One example of this is the medication plan. Conceived initially on paper, in the second step it is to be introduced in electronic form and stored on the patient card. ‘However, the patient will have to carry it around as a paper version because they will not be able to access their own data stored on the card beyond the surgery, i.e. without a health professional card (HPC), due to the legally prescribed two-key principle. In my view, this is completely the wrong approach and will reduce public acceptance of this card even further,’ Böckmann states. ‘An increasing number of health insurers now offer their patients apps. There are also numerous telemedicine projects, and the technology is developing at a rapid pace, but the way things are now this could lead to a two-class society. Whether a diabetic patient will have an app financed will depend on their insurer. Whether or not heart failure is treated telemedically, of whether a patient is even told about this option, depends on whether the combination of the doctor in charge of treatment, the location of the patient and who they are insured with, happens to be covered by one of the pilot projects. But surely it shouldn’t be like that,’ she says, displaying anger.

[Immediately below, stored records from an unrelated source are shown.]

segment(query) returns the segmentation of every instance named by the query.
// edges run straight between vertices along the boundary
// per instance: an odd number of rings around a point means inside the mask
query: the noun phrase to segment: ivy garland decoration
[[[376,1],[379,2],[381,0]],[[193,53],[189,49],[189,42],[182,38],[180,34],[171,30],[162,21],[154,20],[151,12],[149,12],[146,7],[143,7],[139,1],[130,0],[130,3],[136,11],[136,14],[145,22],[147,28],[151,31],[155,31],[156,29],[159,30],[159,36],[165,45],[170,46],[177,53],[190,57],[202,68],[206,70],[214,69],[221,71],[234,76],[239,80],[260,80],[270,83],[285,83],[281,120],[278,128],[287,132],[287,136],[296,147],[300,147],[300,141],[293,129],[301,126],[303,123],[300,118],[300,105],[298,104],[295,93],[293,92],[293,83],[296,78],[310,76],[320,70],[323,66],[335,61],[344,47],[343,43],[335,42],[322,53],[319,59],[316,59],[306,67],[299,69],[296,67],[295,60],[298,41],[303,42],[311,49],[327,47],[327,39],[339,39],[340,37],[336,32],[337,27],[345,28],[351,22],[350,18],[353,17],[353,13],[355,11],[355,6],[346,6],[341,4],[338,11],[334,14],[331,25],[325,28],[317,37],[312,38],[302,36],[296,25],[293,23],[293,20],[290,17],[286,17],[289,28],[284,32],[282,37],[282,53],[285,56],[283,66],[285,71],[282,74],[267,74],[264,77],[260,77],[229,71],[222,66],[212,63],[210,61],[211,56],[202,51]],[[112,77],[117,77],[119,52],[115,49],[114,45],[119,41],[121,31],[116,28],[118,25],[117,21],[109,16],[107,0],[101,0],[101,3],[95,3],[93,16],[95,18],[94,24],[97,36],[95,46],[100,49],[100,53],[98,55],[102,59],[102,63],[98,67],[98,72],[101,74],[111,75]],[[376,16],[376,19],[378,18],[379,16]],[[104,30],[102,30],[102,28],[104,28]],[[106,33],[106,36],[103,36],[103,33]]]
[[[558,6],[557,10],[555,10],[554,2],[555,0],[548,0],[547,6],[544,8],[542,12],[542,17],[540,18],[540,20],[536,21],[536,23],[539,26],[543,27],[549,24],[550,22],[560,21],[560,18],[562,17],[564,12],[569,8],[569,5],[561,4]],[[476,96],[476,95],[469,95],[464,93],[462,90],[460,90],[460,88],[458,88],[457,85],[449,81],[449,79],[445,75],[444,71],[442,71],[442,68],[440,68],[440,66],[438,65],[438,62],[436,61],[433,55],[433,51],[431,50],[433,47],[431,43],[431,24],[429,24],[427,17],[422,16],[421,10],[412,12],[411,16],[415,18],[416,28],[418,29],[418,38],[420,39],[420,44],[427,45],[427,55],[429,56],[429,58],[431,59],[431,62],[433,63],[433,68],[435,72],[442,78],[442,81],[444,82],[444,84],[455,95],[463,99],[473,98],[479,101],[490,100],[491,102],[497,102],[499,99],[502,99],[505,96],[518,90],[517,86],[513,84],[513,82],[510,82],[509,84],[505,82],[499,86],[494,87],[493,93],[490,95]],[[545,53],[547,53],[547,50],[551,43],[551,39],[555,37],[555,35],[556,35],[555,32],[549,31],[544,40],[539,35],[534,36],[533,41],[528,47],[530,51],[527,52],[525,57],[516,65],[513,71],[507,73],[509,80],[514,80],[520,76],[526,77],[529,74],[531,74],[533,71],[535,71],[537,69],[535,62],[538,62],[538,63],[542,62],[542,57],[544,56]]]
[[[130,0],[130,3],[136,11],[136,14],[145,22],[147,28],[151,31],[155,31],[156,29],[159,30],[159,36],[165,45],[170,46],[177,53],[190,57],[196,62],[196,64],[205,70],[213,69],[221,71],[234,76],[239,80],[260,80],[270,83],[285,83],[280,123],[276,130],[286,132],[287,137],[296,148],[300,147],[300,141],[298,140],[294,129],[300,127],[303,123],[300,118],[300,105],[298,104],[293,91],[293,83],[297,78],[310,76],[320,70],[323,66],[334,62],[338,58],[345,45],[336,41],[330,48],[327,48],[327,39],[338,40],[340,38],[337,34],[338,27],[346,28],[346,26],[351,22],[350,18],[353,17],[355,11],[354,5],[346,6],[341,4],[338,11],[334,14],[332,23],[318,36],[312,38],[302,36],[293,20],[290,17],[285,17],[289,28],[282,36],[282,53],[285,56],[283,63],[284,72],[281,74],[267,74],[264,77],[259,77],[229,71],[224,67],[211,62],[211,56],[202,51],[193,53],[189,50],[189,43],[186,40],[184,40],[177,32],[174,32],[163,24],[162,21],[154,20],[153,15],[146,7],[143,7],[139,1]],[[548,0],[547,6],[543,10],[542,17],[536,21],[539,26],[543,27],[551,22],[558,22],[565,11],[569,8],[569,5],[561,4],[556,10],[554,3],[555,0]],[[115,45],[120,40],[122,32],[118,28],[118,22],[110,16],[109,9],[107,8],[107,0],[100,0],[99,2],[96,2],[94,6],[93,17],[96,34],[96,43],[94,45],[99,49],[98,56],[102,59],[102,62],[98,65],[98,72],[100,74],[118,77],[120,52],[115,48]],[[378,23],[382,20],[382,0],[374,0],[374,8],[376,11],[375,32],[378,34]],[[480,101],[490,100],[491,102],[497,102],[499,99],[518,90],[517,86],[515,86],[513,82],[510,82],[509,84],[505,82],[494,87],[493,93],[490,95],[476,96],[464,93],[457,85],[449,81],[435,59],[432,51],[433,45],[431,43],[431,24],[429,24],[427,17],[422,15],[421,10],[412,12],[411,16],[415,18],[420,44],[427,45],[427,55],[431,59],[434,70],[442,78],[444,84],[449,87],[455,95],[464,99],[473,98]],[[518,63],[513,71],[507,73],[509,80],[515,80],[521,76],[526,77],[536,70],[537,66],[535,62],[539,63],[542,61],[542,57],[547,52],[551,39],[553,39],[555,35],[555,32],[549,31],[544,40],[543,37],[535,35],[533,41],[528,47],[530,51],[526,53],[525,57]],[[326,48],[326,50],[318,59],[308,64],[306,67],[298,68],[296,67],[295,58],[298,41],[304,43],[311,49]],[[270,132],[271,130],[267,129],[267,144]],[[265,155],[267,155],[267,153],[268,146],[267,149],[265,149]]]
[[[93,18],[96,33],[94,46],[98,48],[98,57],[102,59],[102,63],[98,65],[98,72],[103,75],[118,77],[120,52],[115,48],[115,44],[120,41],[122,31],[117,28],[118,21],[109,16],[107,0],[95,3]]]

A clear mandate for the future

There was a clear call for a consistent eHealth strategy for Germany that was also discussed during the workshop: ‘The law on eHealth only covers certain aspects and mainly introduces the infrastructure. It consists of a collection of regulations which, although meaningful in parts, does not follow any overall strategy,’ Böckmann complains. ‘The interoperability register is only a collection and evaluation of existing projects which utilise certain standards instead of clear rules as to which standard is to be used in which cases and settings, which would be the only way for manufacturers and users to adhere to them. Diversity is the enemy of interoperability here.’

There is also the financing issue. Böckmann: ‘xHealth services, being inter-sectoral building blocks, often fall into the gap between out- and in-patient treatment, as telemedical care concepts often have in-patient as well as out-patient aspects. We’ve been practising telemedicine for 20 years, but there are only two reimbursable items in the billing catalogue. On the other hand, the postage for a doctor’s letter is very easy to reimburse.’

However, Böckmann does point to evidence of progress in the medical fraternity. ‘The State Medical Association in Baden-Wurttemberg is now accepting applications for, and evaluations of, telemedical projects involving remote treatment. This means that the ban on remote treatment is finally put under scrutiny, and it is the first time that things are moving on the part of the medical associations, with other federal German states watching this development with a lot of curiosity.’


Profile:
Britta Böckmann has been Professor for Health Informatics at the Technical University of Dortmund since 2006. Her focus is on telemedicine and telematics, digital care management for integrated care, trans-sectoral treatment and information systems in healthcare. Böckmann also heads the scientific advisory board at DGTelemed, the German Association for Medical Informatics, Biometry and Epidemiology (GMDS) telemedicine working group and the working group on health informatics at the Institute for Medical Informatics, Epidemiology and Biometrics at the University of Duisburg-Essen.